Doc. No.:	WG21/N3679
Date:	2013-5-05
Reply to:	Hans-J. Boehm
Phone:	+1-650-857-3406
Email:	Hans.Boehm@hp.com

N3679: Async() future destructors must wait

We've had repeated debates about the desirability of having futures returned by async() wait in their destructor for the underlying task to complete. See for example, N3630, and it's predecessor N3451. This had turned into a particularly sensitive issue, since future destructors do not block consistently, but only when returned from async(), potentially making them difficult to use in general purpose code.

A number of the older papers, e.g. N3630, argued that future destructors should not block at all. Here we argue that such a change would be too much: It would introduce subtle program bugs, which are likely to be exploitable as security holes. A very similar argument was presented, in slide form, at the Bristol SG1 meeting. It contributed to an alternate proposal, N3637, which was almost voted into the working paper.

The only point of this paper is to document more of the discussion leading to N3637 in the interest of avoiding future repetition.

The basic issue

Futures returned by async() with async launch policy wait in their destructor for the associated shared state to become ready. This prevents a situation in which the associated thread continues to run, and there is no longer a means to wait for it to complete because the associated future has been destroyed. Without heroic efforts to otherwise wait for completion, such a "run-away" thread can continue to run past the lifetime of the objects on which it depends.

As an example, consider the following pair of functions:

void f() {
  vector<int> v;
  ...
  do_parallel_foo(v);
  ...
}

void do_parallel_foo(vector<int>& v) {
  auto fut = no_join_async([&] {...  foo(v); return ...; });
  a: ...
  fut.get();
  ...
}

If no_join_async() returns a future whose destructor does not wait for async completion, everything may work well until the code at a throws an exception. At that point nothing waits for the async to complete, and it may continue to run past the exit from both do_parallel_foo() and f(), causing the async task to access and overwite memory previously allocated to v way past it's lifetime.

The end result is likely to be a cross-thread "memory smash" similar to that described in N2802 under similar conditions.

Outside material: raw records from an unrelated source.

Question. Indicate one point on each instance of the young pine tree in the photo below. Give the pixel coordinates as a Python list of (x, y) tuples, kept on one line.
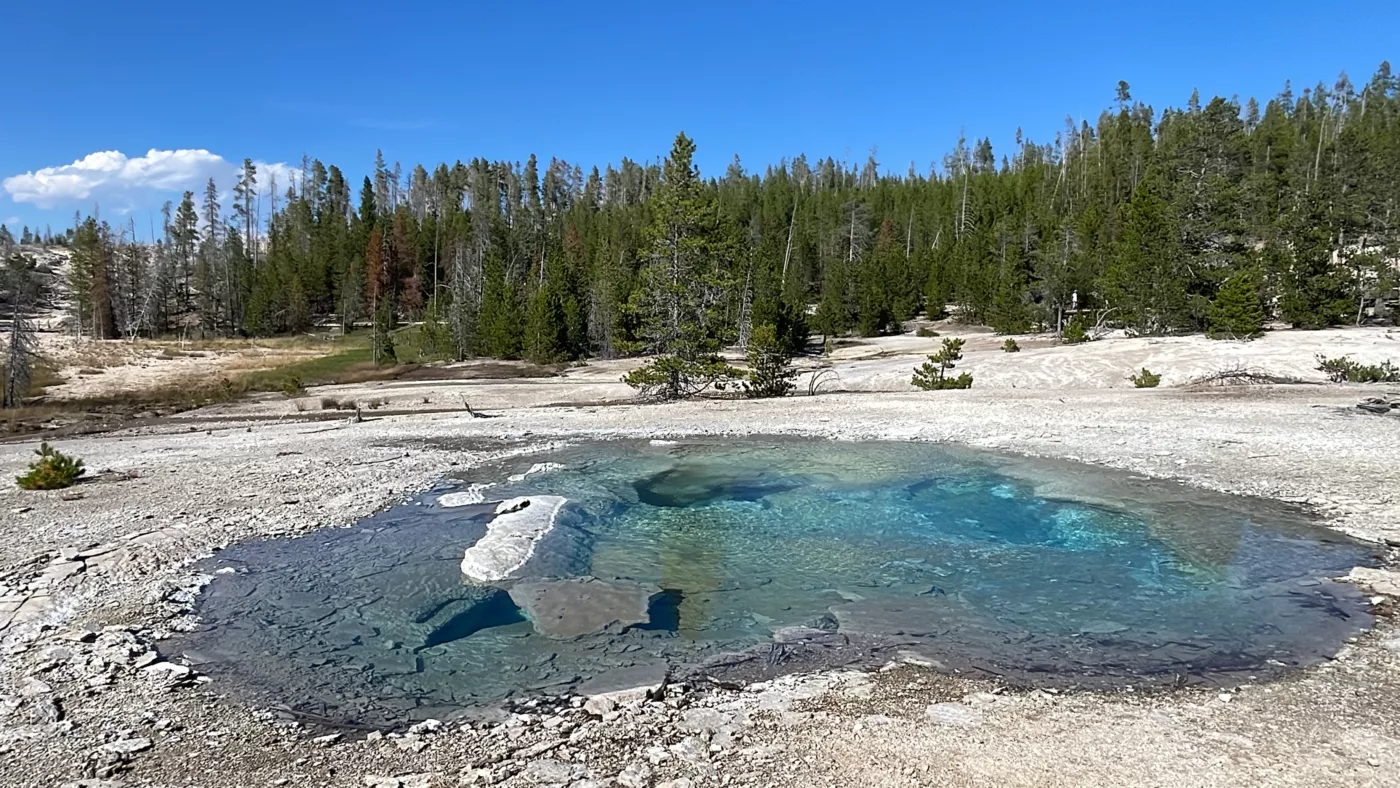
[(770, 364), (933, 375), (1236, 312), (682, 286)]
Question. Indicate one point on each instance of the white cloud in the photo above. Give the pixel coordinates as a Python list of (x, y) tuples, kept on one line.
[(121, 182)]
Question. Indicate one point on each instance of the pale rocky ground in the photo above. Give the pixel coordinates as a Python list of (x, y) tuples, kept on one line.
[(114, 556)]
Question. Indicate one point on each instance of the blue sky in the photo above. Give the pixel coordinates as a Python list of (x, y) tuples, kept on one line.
[(594, 81)]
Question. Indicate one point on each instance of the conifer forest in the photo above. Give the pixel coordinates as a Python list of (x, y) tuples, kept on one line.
[(1211, 217)]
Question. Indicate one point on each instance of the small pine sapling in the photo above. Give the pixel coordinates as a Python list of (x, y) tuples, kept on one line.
[(1145, 380), (933, 374), (53, 470), (770, 366)]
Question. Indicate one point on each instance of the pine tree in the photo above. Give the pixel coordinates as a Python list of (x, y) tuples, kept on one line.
[(1238, 311), (682, 286), (933, 374), (770, 364)]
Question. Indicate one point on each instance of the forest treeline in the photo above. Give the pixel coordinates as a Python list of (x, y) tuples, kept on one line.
[(1180, 220)]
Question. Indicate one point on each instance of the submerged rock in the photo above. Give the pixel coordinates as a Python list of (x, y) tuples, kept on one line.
[(581, 606), (511, 538)]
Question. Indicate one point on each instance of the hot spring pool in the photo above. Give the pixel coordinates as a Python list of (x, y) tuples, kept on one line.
[(745, 559)]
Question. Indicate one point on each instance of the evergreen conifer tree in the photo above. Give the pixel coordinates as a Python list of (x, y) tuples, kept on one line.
[(1238, 312)]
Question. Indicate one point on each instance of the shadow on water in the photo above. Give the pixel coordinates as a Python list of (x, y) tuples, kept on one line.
[(741, 560)]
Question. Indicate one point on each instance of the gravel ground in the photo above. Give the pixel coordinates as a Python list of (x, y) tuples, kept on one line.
[(91, 577)]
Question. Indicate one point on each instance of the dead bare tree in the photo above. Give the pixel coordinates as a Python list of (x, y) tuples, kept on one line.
[(21, 347)]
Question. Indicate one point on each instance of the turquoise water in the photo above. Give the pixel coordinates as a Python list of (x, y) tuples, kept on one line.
[(756, 557)]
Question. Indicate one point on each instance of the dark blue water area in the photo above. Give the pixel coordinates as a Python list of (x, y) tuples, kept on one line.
[(742, 559)]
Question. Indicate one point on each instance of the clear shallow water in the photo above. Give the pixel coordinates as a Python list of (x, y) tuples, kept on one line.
[(756, 557)]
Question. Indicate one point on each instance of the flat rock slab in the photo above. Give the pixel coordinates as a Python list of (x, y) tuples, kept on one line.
[(581, 606), (511, 538), (625, 685)]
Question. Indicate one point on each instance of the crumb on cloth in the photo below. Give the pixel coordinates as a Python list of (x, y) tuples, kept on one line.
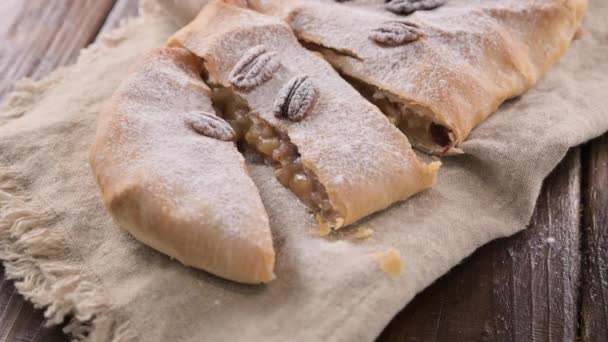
[(390, 262), (363, 233)]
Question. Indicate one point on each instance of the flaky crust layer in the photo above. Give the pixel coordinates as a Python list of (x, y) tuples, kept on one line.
[(180, 192), (363, 161), (474, 54)]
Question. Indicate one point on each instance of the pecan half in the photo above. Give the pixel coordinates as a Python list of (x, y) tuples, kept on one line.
[(410, 6), (255, 67), (296, 99), (210, 125), (393, 33)]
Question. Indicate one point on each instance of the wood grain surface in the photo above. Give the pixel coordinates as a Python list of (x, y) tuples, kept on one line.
[(594, 307), (529, 287), (521, 288), (37, 36)]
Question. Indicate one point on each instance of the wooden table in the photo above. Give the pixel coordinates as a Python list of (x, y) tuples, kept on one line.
[(548, 283)]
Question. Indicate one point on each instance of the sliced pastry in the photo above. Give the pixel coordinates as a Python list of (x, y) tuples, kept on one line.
[(437, 69), (171, 175), (337, 152)]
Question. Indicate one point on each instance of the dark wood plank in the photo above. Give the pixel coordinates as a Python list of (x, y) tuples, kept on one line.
[(37, 36), (122, 9), (594, 306), (521, 288)]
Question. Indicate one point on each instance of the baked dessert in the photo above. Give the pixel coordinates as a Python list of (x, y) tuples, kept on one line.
[(337, 152), (435, 71), (172, 176)]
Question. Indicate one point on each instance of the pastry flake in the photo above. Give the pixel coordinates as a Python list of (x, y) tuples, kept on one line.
[(335, 151)]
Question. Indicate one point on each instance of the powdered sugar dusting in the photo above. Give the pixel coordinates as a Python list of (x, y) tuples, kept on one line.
[(144, 140), (475, 53)]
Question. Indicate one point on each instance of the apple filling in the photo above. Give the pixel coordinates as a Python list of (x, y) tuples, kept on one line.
[(277, 149), (420, 129)]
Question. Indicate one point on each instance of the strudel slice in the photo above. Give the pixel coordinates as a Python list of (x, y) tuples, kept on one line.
[(436, 71), (337, 152), (171, 175)]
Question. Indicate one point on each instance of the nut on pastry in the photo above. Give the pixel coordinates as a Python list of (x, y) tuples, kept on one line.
[(171, 175), (336, 152)]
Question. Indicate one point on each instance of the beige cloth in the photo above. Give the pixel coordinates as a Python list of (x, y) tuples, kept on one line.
[(60, 244)]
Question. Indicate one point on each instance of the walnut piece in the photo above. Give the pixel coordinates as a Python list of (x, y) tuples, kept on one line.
[(394, 33), (255, 67), (410, 6), (210, 125), (296, 99)]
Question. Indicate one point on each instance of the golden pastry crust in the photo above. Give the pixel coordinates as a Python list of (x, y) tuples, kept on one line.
[(471, 58), (183, 193), (364, 162)]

This problem is of course avoided if get() or wait() is called on no_join_async()-generated futures before they are destroyed. The difficulty, as in N2802, is that an unexpected exception may cause that code to be bypassed. Thus some sort of scope guard is usually needed to ensure safety. If the programmer forgets to add the scope guard, it appears likely that an attacker could generate e.g. a bad_alloc exception at an opportune point to take advantage of the oversight, and cause a stack to be overwritten. It may be possible to also control the data used to overwrite the stack, and thus gain control over the process. This is a sufficiently subtle error that, in our experience, it is likely to be overlooked in real code.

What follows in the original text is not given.